Passado pouco tempo, foi convidado para integrar a delegação portuguesa que no verão de 1948 participou no Congresso Mundial dos Intelectuais para o Futuro Pacífico do Mundo. Mais de 400 participantes escritores, artistas e cientistas – entre eles Pablo Picasso e Jorge Amado –, deslocaram-se a Breslávia (Polónia) em representação de 46 países. Era uma iniciativa diplomática enquadrada no contexto do pós-guerra com vista à promoção da Paz, da independência das nações e da cooperação internacional. No espólio guardado no Museu da Música Portuguesa, existem várias fotos dessa ocasião em que o músico aparece acompanhado pelo físico Manuel Valadares, pelo médico João Santos e pelo escritor Alves Redol. Já em 1985, com o fim da Guerra Fria no horizonte, recebeu outro convite, desta vez para estrear uma composição orquestral numa reedição do evento a realizar-se em Varsóvia no início do ano seguinte. Por alguma razão, não foi possível fazê-lo. Mas a encomenda manteve-se. Seria estreada em dezembro seguinte na cidade de Cracóvia, com a presença de Lopes Graça e a interpretação da Orquestra da Rádio e Televisão Polaca dirigida pelo maestro Szymon Kavalla (esse registo foi editado em vinil).
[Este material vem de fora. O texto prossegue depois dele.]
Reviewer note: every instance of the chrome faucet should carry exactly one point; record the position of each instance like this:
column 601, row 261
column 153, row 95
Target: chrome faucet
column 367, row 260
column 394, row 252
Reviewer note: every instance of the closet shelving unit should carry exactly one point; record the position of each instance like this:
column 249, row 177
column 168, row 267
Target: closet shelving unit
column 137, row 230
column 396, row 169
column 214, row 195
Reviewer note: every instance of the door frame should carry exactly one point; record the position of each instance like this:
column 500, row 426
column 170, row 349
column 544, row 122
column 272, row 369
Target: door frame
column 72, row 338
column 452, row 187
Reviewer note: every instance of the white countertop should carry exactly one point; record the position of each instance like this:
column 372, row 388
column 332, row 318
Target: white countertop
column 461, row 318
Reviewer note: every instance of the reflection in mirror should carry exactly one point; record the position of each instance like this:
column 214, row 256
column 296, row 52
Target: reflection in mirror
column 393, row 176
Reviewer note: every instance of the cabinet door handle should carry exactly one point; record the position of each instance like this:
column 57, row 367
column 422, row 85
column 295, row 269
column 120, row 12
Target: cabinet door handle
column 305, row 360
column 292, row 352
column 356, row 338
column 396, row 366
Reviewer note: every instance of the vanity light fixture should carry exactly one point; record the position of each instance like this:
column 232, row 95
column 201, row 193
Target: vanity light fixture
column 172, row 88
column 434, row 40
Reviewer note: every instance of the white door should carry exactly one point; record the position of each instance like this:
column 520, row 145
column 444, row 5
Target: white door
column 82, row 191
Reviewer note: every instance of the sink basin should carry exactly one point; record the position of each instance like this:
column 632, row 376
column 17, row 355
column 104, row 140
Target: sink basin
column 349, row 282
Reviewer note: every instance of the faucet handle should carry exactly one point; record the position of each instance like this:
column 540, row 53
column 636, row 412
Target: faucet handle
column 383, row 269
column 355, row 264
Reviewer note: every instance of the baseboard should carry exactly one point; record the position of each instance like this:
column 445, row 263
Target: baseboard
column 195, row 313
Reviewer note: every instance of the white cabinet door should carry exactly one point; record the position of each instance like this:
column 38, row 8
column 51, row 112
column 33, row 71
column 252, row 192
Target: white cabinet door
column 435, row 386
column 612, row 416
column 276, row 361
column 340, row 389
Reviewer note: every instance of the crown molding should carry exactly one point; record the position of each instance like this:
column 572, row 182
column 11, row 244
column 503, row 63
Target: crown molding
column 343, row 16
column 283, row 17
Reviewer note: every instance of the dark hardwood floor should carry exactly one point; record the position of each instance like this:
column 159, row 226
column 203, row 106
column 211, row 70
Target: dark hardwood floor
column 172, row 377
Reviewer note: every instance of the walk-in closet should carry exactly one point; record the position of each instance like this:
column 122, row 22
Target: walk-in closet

Em Portugal, a estreia teve de esperar 20 anos, quando a Orquestra Sinfónica Portuguesa e o maestro Will Humburg assinalaram o centenário do nascimento do compositor no Teatro Nacional de São Carlos. Quem assistiu relata que não foi uma experiência satisfatória, porventura em virtude da dificuldade colocada pela imprecisão das partituras manuscritas. Voltou a ser programada em 2010 pela Orquestra Sinfónica do Porto Casa da Música sob direção do maestro Vasily Petrenko, resultando a gravação de um CD.

Temos de recuar até aos anos 1960 para achar as anteriores obras estritamente orquestrais de Fernando Lopes Graça, designadamente, as duas suítes Viagens na Minha Terra. Destacam-se, todavia, dois projetos de grande fôlego nos anos intermédios: o Requiem e as Sete Predicações de «Os Lusíadas», respetivamente de 1979 e 1980, estas com vozes solistas e coro. Entre todas, Em Louvor da Paz é aquela que mais se assemelha a um poema sinfónico, formato que favorece a liberdade estilística diante de convenções e expectativas. Deste modo, combina passagens líricas com momentos de tensão, parecendo propor um entendimento da Paz como algo que se conquista, ao invés da mera ausência de conflito. A sobreposição de sonoridades neoclássicas, modernistas e de raiz popular que atravessaram a carreira de Lopes Graça confrontam-se aqui de maneira a servir um plano dramatúrgico vacilante que busca harmonia entre tensões conflituantes. Além da tonalidade, harmonias dissonantes e modais entrelaçam-se em diálogos inconclusivos.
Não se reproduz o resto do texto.